Experiment with flavor combos
Nathaniel Reid, a two-time James Beard award semifinalist and a bakery owner in St. Louis, recommends switching up your quiche add-ins—from proteins and vegetables to cheese and herbs—in an effort to reflect the season. Some of his favorites to inspire your next quiche include:
Potato, chive, tarragon, and smoked cheddar
Ham, leek, potato, and herbs
Blue crab and asparagus
Smoked salmon and dill
Oyster mushroom and shallots
Bacon, caramelized onion, and gruyere
Opt for fresh herbs over dried
Using fresh herbs is the easiest way to level up your quiche with minimal effort—stir some into your base and also sprinkle some more on top after it comes out of the oven. For Dearmond, the easiest quiche is eggs and cream with cheese and a bunch of chives. "There's minimal chopping, no chance of veggies overcooking or releasing water into your base, and it can be in the oven in less than 10 minutes," she says.
Add a pinch of nutmeg
Yes, really! According to Beringson, this toasty spice we all love to use in the fall will add a hint of flavor that enhances nearly any quiche ingredients without overwhelming the dish.
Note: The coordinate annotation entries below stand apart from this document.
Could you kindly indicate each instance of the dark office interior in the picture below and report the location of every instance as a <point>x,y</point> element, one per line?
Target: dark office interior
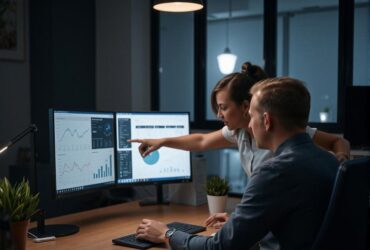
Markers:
<point>115,55</point>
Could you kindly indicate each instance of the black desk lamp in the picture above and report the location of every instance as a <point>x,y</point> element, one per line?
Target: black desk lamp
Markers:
<point>41,230</point>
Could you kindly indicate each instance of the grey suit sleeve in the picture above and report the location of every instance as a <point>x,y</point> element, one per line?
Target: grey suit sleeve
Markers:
<point>247,225</point>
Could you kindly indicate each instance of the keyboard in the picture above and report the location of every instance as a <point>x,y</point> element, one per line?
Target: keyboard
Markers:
<point>131,241</point>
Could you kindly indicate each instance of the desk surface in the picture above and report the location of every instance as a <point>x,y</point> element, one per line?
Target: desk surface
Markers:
<point>99,226</point>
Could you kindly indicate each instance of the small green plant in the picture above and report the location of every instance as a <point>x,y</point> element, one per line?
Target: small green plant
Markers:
<point>17,201</point>
<point>217,186</point>
<point>326,110</point>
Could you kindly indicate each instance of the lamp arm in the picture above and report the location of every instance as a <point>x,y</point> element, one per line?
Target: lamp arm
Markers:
<point>31,129</point>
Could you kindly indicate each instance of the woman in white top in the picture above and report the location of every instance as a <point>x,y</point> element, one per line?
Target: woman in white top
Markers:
<point>230,101</point>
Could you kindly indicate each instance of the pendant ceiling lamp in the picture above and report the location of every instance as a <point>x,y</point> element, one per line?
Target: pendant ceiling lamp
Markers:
<point>178,6</point>
<point>226,60</point>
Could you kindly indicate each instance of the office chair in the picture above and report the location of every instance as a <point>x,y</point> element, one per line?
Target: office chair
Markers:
<point>345,222</point>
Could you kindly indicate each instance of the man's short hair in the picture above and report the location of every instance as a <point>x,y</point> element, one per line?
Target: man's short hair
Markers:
<point>285,98</point>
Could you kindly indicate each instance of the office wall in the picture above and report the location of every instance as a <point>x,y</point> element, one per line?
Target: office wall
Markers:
<point>14,100</point>
<point>123,55</point>
<point>122,77</point>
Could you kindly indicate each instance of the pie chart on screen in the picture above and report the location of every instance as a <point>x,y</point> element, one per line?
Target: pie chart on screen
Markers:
<point>152,158</point>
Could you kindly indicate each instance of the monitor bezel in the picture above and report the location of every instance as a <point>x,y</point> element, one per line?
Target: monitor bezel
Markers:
<point>155,181</point>
<point>92,189</point>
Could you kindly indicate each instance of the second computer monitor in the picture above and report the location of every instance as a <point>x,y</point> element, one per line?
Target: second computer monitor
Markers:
<point>161,166</point>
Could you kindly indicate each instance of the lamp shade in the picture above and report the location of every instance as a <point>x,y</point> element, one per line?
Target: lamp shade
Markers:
<point>226,62</point>
<point>178,6</point>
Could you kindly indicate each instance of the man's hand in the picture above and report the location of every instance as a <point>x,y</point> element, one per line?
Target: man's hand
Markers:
<point>217,220</point>
<point>152,230</point>
<point>147,145</point>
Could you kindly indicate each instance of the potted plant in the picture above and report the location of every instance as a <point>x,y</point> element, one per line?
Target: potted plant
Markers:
<point>324,114</point>
<point>217,190</point>
<point>19,204</point>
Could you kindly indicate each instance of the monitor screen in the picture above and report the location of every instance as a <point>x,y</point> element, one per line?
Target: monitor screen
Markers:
<point>82,150</point>
<point>163,165</point>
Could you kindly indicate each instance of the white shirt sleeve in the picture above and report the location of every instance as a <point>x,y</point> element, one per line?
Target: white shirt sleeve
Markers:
<point>311,131</point>
<point>229,134</point>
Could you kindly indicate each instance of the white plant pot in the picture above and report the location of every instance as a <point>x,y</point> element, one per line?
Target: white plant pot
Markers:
<point>216,204</point>
<point>324,116</point>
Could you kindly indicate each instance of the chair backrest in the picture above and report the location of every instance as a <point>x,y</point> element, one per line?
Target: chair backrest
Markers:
<point>345,223</point>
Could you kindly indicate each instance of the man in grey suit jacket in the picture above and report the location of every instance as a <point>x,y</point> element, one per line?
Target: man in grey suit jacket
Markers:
<point>287,195</point>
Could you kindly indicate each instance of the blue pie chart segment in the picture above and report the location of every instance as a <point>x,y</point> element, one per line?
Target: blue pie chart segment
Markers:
<point>152,158</point>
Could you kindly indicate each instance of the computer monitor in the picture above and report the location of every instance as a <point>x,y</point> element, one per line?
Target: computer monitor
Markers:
<point>165,165</point>
<point>82,145</point>
<point>82,159</point>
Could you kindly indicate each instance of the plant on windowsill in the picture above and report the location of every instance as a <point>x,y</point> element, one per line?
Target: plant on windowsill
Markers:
<point>324,114</point>
<point>217,190</point>
<point>18,204</point>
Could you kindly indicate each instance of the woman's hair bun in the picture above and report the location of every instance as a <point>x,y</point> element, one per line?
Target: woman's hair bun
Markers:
<point>253,71</point>
<point>249,69</point>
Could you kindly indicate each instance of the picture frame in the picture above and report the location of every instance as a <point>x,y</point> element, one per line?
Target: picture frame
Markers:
<point>12,37</point>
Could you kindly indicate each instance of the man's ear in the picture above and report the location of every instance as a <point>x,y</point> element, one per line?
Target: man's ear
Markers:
<point>246,105</point>
<point>267,121</point>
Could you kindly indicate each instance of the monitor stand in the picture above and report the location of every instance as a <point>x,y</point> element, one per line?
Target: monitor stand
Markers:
<point>159,199</point>
<point>57,230</point>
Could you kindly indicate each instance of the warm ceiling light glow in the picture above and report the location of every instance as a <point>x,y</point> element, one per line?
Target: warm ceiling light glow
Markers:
<point>178,6</point>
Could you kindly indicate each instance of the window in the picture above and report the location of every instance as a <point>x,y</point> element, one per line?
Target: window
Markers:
<point>176,60</point>
<point>361,48</point>
<point>308,50</point>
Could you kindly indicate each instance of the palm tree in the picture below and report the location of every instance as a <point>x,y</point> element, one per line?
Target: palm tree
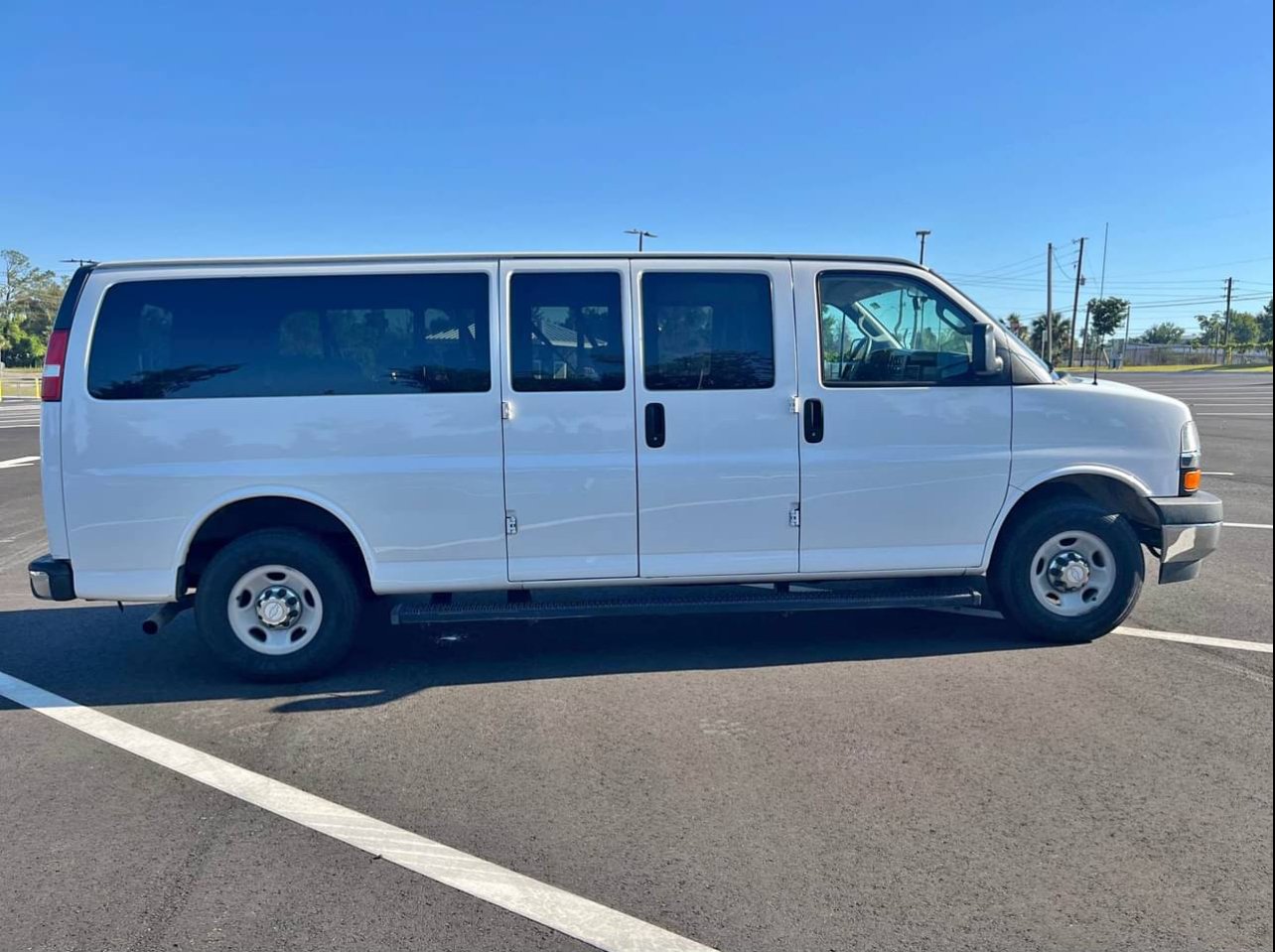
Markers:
<point>1061,334</point>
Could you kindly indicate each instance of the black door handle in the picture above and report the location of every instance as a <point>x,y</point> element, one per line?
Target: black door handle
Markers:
<point>813,420</point>
<point>654,425</point>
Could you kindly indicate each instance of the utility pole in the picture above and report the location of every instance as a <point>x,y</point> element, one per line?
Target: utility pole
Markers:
<point>921,233</point>
<point>1102,281</point>
<point>1084,338</point>
<point>1225,334</point>
<point>641,233</point>
<point>1075,306</point>
<point>1128,320</point>
<point>1049,302</point>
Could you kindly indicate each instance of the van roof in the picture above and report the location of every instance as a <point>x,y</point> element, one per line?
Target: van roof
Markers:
<point>489,256</point>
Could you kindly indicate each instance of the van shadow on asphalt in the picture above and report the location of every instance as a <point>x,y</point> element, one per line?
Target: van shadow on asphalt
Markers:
<point>98,656</point>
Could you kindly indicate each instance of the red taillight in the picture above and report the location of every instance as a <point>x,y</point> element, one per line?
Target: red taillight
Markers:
<point>55,357</point>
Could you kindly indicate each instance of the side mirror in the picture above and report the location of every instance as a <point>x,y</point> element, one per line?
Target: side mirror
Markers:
<point>986,359</point>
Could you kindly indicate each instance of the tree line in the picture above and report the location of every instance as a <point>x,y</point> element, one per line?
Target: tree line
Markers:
<point>28,304</point>
<point>1107,315</point>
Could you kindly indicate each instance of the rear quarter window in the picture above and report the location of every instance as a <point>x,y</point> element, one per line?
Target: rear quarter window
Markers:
<point>315,336</point>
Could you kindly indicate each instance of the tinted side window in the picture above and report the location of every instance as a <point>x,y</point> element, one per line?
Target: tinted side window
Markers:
<point>890,329</point>
<point>566,332</point>
<point>706,332</point>
<point>292,337</point>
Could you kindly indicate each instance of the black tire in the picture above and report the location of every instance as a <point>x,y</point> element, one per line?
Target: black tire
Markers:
<point>341,603</point>
<point>1013,567</point>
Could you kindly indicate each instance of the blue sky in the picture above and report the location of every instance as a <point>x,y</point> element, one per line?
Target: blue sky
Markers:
<point>222,129</point>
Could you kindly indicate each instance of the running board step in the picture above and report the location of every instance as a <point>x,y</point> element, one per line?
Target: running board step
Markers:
<point>687,600</point>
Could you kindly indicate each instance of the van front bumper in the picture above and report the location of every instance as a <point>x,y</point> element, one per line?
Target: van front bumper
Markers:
<point>1190,530</point>
<point>52,579</point>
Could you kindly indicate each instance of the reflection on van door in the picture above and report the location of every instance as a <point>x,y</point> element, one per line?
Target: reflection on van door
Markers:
<point>910,463</point>
<point>717,449</point>
<point>570,480</point>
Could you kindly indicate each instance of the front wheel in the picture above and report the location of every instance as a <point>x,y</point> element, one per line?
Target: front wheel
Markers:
<point>278,605</point>
<point>1068,573</point>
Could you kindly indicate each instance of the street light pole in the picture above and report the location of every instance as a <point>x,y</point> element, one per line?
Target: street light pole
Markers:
<point>921,233</point>
<point>641,233</point>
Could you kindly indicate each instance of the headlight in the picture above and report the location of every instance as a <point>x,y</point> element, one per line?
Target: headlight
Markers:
<point>1189,459</point>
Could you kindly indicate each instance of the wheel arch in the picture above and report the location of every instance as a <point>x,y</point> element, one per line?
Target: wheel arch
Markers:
<point>1119,490</point>
<point>263,507</point>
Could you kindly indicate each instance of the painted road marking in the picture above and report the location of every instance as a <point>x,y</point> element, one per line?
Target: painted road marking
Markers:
<point>1261,646</point>
<point>561,910</point>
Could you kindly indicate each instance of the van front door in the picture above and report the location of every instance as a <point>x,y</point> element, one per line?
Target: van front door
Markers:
<point>717,449</point>
<point>906,450</point>
<point>568,408</point>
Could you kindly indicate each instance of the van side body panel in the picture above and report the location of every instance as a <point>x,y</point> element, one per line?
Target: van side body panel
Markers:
<point>416,476</point>
<point>1125,432</point>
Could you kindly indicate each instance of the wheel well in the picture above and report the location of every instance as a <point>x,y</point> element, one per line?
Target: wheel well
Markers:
<point>269,512</point>
<point>1108,492</point>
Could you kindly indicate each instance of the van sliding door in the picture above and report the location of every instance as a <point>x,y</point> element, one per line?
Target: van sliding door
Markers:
<point>570,483</point>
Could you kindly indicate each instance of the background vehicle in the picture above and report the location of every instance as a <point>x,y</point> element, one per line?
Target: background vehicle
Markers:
<point>283,437</point>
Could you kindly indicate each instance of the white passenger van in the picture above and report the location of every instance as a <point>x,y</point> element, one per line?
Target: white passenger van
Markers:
<point>482,436</point>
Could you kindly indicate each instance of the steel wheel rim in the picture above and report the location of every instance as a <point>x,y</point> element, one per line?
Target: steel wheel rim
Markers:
<point>1072,574</point>
<point>274,610</point>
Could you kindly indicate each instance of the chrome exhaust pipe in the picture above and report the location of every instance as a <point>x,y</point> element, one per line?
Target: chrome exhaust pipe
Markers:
<point>163,614</point>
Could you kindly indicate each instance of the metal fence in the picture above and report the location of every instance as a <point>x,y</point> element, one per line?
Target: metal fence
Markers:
<point>1136,354</point>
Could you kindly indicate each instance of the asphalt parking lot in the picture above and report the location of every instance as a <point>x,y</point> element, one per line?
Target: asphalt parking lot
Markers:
<point>857,781</point>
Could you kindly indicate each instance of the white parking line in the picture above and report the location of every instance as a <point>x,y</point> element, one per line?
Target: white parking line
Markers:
<point>1261,646</point>
<point>561,910</point>
<point>19,462</point>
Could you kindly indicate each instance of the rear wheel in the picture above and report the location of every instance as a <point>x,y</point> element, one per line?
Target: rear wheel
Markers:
<point>1068,571</point>
<point>278,605</point>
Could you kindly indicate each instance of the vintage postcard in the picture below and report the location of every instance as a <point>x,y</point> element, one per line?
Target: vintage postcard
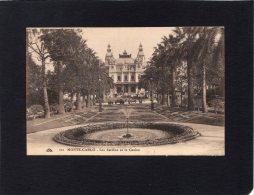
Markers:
<point>125,91</point>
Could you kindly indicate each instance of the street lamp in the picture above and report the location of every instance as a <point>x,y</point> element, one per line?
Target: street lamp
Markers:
<point>100,106</point>
<point>152,105</point>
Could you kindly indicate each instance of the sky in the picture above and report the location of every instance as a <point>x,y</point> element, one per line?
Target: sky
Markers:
<point>124,38</point>
<point>120,39</point>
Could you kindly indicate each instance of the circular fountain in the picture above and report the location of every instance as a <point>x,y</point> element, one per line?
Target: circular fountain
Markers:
<point>127,133</point>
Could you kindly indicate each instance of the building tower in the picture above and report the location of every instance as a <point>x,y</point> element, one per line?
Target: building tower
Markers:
<point>109,59</point>
<point>140,60</point>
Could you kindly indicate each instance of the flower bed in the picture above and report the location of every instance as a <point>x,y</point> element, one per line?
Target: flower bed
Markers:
<point>77,136</point>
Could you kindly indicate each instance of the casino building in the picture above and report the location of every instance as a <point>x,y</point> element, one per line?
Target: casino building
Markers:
<point>125,72</point>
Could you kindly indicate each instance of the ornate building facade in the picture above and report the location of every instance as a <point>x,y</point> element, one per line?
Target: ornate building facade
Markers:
<point>125,72</point>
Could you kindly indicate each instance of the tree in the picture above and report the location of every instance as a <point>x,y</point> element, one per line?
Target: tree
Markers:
<point>63,46</point>
<point>37,48</point>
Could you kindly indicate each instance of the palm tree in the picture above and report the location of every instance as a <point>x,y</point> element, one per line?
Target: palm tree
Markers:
<point>63,46</point>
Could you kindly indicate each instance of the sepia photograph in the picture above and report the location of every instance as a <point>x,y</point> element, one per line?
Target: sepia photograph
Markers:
<point>125,91</point>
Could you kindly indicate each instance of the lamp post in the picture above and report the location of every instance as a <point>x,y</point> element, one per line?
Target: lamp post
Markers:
<point>100,106</point>
<point>151,93</point>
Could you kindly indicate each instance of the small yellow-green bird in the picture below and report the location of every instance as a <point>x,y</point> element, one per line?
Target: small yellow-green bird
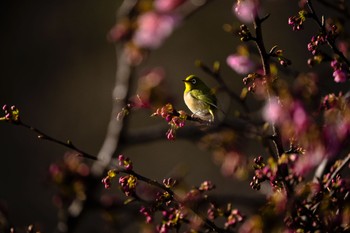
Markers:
<point>199,98</point>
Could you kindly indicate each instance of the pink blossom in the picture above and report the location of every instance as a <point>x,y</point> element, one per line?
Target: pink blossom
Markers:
<point>167,5</point>
<point>339,76</point>
<point>307,162</point>
<point>245,10</point>
<point>299,116</point>
<point>272,111</point>
<point>152,29</point>
<point>241,64</point>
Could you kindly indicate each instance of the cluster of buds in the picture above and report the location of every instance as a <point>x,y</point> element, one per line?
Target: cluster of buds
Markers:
<point>125,162</point>
<point>128,182</point>
<point>341,72</point>
<point>282,60</point>
<point>297,21</point>
<point>279,173</point>
<point>176,119</point>
<point>231,215</point>
<point>11,114</point>
<point>171,219</point>
<point>315,43</point>
<point>254,82</point>
<point>244,33</point>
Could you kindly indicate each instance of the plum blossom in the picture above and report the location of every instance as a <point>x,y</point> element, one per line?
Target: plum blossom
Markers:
<point>245,9</point>
<point>167,5</point>
<point>153,29</point>
<point>240,63</point>
<point>272,111</point>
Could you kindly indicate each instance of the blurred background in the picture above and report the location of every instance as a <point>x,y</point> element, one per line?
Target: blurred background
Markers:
<point>58,68</point>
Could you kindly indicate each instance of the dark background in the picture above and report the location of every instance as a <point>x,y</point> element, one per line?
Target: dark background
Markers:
<point>58,69</point>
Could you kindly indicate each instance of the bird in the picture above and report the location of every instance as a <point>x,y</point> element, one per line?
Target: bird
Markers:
<point>199,98</point>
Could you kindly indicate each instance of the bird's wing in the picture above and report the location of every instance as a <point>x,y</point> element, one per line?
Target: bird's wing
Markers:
<point>208,99</point>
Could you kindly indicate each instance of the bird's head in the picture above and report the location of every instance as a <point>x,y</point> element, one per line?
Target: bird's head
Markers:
<point>193,82</point>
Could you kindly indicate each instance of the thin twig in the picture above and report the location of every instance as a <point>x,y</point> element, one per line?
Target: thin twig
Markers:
<point>68,143</point>
<point>265,59</point>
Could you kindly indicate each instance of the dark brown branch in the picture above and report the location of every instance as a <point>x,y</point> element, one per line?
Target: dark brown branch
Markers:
<point>68,143</point>
<point>265,60</point>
Choose the right cooking vessel
"It may sound surprising, but a pie pan isn't the ideal vessel for baking quiche because it's not deep enough," explains Zimmerman. Instead, try a two-inch deep springform pan, or even a two-inch-high metal pastry ring set on a baking sheet lined with parchment paper. "This depth allows for more silky custard and less chance of overcooking the quiche," he adds.
Lower your oven temperature
Many quiche recipes call for preheating your oven to 350 or 400 degrees. However, Dearmond advises baking quiche at a slightly lower temperature (around 325 degrees) for a bit longer, so you don't wind up with an egg soufflé. The exact baking time is hard to pinpoint since pan sizes vary, but a good rule is that you want your filling to be set, with a slight jiggle in the middle. "The custard will continue to cook after you take it out of the oven," Dearmond notes. "So if you pull it out when it's still a little underdone, it will be perfectly cooked by the time it cools completely."
Let it (really) cool
We know, it's hard to resist digging into your quiche shortly after it comes out of the oven smelling so delicious. "But the quiche will taste better if you allow the final product to cool completely (think several hours or even overnight) before slicing," says Zimmerman. Then, you can warm up individual slices if you like, or serve them at room temperature. (If you won't be enjoying your quiche until the next day, be sure to refrigerate it. Due to the dairy and eggs in the dish, food safety can be compromised if it's left out for more than two hours.)